L'accusa si basa unicamente sulla responsabilità "oggettiva" di Donald Trump per l'irruzione in Campidoglio di un gruppo di suoi sostenitori. Le indagini a carico di 170 sospetti sono appena incominciate. Non si conosce ancora di preciso per quale motivo la polizia abbia rimosso le transenne e fatto entrare i facinorosi. Non si sa ancora quale sia stato (sempre che vi sia stato) il ruolo di possibili infiltrati nelle manifestazioni. L'unica prova su cui si basa l'accusa è il discorso di Trump del 6 gennaio, che viene visto come un'istigazione diretta a compiere l'incursione, ma non sono stati dimostrati ordini diretti del presidente ai suoi sostenitori, tantomeno si intravvede una regia del presidente nella pianificazione dell'azione.
Il voto per l'impeachment ha dunque un significato politico doppio. Per i Democratici si tratta dell'ultimo tentativo (al fotofinish) di sbarazzarsi di un avversario molto pericoloso per loro, del primo candidato repubblicano che è riuscito a contendere alla sinistra il voto di latinos, afro-americani e asiatici. Per una parte dei Repubblicani della vecchia guardia, invece, è l'ultima occasione per sbarazzarsi di un leader piovuto dal mondo esterno, completamente estraneo al Grand Old Party, ma capace di dominarlo completamente per quattro anni, ottenendo risultati storici in termini di voti e popolarità.

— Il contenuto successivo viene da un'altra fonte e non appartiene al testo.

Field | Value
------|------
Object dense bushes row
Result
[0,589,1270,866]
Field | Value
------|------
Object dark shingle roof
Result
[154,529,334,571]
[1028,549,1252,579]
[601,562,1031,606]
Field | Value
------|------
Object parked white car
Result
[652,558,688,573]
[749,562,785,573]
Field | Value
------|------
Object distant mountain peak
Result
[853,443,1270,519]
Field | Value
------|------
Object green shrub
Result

Adesso la parola passa al Senato, dove è necessaria una maggioranza qualificata per la messa in stato d'accusa del presidente. Si potrebbe votare anche il 19, ultimo giorno del suo mandato, a riprova del fatto che l'obiettivo non è quello di rimuovere Trump dal suo incarico, ma di distruggere il suo futuro politico. Con un voto separato, in cui è richiesta una maggioranza semplice, si deciderà anche se vietare esplicitamente future candidature di "The Donald". In Senato, dove la maggioranza è ancora repubblicana (fino al 19 gennaio), potrebbe essere l'ultima occasione, per molti Repubblicani dissidenti (e ne bastano 17 per arrivare alla maggioranza qualificata), di sbarazzarsi di un avversario interno che li ha finora completamente eclissati, accentrando su di sé tutta l'attenzione che prima era riservata al Gop.

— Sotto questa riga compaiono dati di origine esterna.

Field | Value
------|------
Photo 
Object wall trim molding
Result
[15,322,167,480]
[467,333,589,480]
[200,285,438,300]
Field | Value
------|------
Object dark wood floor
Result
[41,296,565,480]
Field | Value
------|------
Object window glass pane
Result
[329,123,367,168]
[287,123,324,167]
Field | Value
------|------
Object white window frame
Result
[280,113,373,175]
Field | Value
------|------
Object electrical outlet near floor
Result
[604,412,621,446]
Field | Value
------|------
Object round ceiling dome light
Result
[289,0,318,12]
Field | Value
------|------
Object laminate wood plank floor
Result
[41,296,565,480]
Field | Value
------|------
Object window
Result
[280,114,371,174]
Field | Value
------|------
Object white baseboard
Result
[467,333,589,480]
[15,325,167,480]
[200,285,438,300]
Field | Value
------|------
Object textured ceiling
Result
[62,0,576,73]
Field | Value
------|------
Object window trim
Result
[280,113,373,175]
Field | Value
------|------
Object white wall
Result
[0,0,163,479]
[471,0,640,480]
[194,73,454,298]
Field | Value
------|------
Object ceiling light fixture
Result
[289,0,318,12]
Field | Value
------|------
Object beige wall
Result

Se il Senato confermasse, si completerebbe la procedura di impeachment più veloce della storia. Ma a perderci non sarebbe solo Trump, ma anche la credibilità delle istituzioni americane. Sarebbe la dimostrazione che, con la giusta maggioranza e il necessario odio, si può rimuovere un presidente con un semplice doppio voto. È ostracismo, più che un impeachment.